Uwagę największej części turystów skupia jednak relikwiarz w lewej nawie. Wykonany z solidnego mosiądzu, chroniony grubą szybą i zdobiony długą na 9 metrów szpilą skrywa zabalsamowaną głowę świętego Olivera Plunketta, dawnego arcybiskupa Armagh i prymasa Irlandii. Obok zgromadzono jego korespondencję więzienną, garstkę kości, a także drzwi do celi, w której Plunkett spędził swoje ostatnie lata życia.

  

Dlaczego święty został świętym? Dlaczego jego głowa trafiła na widok publiczny? Plunkett urodził się w arystokratycznej angloirlandzkiej rodzinie w Loughcrew. Żył w czasach, kiedy katolicy nie mieli łatwego życia. To czasy wprowadzenia Praw Karnych: represjonowania katolickiej części społeczeństwa i faworyzowania protestantyzmu. Z uwagi na panującą sytuację katolicy musieli odprawiać msze święte w ukryciu. Przez ten trudny czas Plunkett cały czas prowadził swoje owieczki. Nauczał, bierzmował, udzielał święceń kapłańskich, narażał swoje życie.


  


W 1679 roku arcybiskup został aresztowany i oskarżony o spisek papieski. Spisek całkowicie wymyślony przez Titusa Oatesa. Po spędzeniu ośmiu miesięcy w Newgate Prison w Anglii, przetransportowano go do wioski Tyburn słynącej z dokonywanych tam egzekucji. To właśnie tam, 1.07.1681 roku, Oliver Plunkett został powieszony, a jego zwłoki poćwiartowane i spalone. Następnego dnia spisek został zdemaskowany. Oates zaś przywiązany do pręgierza, wychłostany i zamknięty w więzieniu za krzywoprzysięstwo. Nie wróciło to jednak życia ani Plunkettowi ani 35 innym mężczyznom straconym za rzekomy współudział.


  


Dzięki przyjacielowi Plunketta udało się ocalić od ognia głowę i przedramiona arcybiskupa. Głowa trafiła najpierw do Rzymu, a potem do Droghedy. Dziś może oglądać ją każdy, kto chce. Niektórzy specjalnie dla niej przyjeżdżają z oddalonych części kraju, a niekiedy i świata.


 

relikwiarz zawierający kości


Kiedy stoję tuż obok relikwiarza, do kościoła wpada grupka dzieciaków.
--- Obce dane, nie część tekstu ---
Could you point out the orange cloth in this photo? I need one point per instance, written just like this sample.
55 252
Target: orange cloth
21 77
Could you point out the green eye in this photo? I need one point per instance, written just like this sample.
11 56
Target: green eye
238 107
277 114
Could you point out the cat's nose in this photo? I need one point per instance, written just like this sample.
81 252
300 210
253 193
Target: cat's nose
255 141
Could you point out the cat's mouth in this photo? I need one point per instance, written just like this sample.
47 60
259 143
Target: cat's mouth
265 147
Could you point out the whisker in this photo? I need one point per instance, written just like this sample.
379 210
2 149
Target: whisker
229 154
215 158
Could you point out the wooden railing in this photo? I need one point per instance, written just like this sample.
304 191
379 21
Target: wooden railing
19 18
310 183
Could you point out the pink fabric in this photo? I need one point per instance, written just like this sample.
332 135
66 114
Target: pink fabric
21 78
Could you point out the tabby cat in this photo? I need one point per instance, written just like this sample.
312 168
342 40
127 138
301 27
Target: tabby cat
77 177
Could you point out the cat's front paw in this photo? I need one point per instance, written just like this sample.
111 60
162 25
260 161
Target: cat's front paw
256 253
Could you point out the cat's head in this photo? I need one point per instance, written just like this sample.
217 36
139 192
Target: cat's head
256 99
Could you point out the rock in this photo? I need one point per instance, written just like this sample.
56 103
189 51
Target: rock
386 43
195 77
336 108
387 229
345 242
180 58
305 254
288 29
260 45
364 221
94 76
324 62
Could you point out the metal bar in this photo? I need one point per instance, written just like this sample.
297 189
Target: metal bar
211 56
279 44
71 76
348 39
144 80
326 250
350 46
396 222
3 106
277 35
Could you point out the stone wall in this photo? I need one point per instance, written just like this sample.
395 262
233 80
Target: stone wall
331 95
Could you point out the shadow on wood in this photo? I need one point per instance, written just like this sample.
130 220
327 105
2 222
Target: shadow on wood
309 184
Z podnieceniem i dziecięcą ciekawością pokazują palcami na głowę umieszczoną w relikwiarzu. Oglądają, chichoczą, uciekają. Dla nich to super atrakcja. Można się pochwalić kolegom, że się widziało autentyczną, odrąbaną głowę jakiegoś tam faceta. A kim on był - to już nie jest istotne.


 



Plunkett został kanonizowany w 1975 roku. Cztery lata później papież Polak zawitał do Droghedy, by pomodlić się przed relikwiami świętego. Jan Paweł II odszedł, ale została po nim pamiątka - krzesło, na którym siedział. Do wglądu w kościele. Podobnie jak relikwie "True Cross", które uważa się za pochodzące z krzyża, na którym zmarł Jezus.


  


W 1990 roku głowa zaczęła wykazywać ślady rozkładu, zatem zdecydowano się poddać ją odpowiednim badaniom DNA mającym na celu zweryfikowanie jej autentyczności. Wyniki ekspertyzy okazały się satysfakcjonujące. Głowa świętego znów została umieszczona w relikwiarzu. I to właśnie tu - w kapsule wypełnionej silikażelem - można ją dzisiaj oglądać.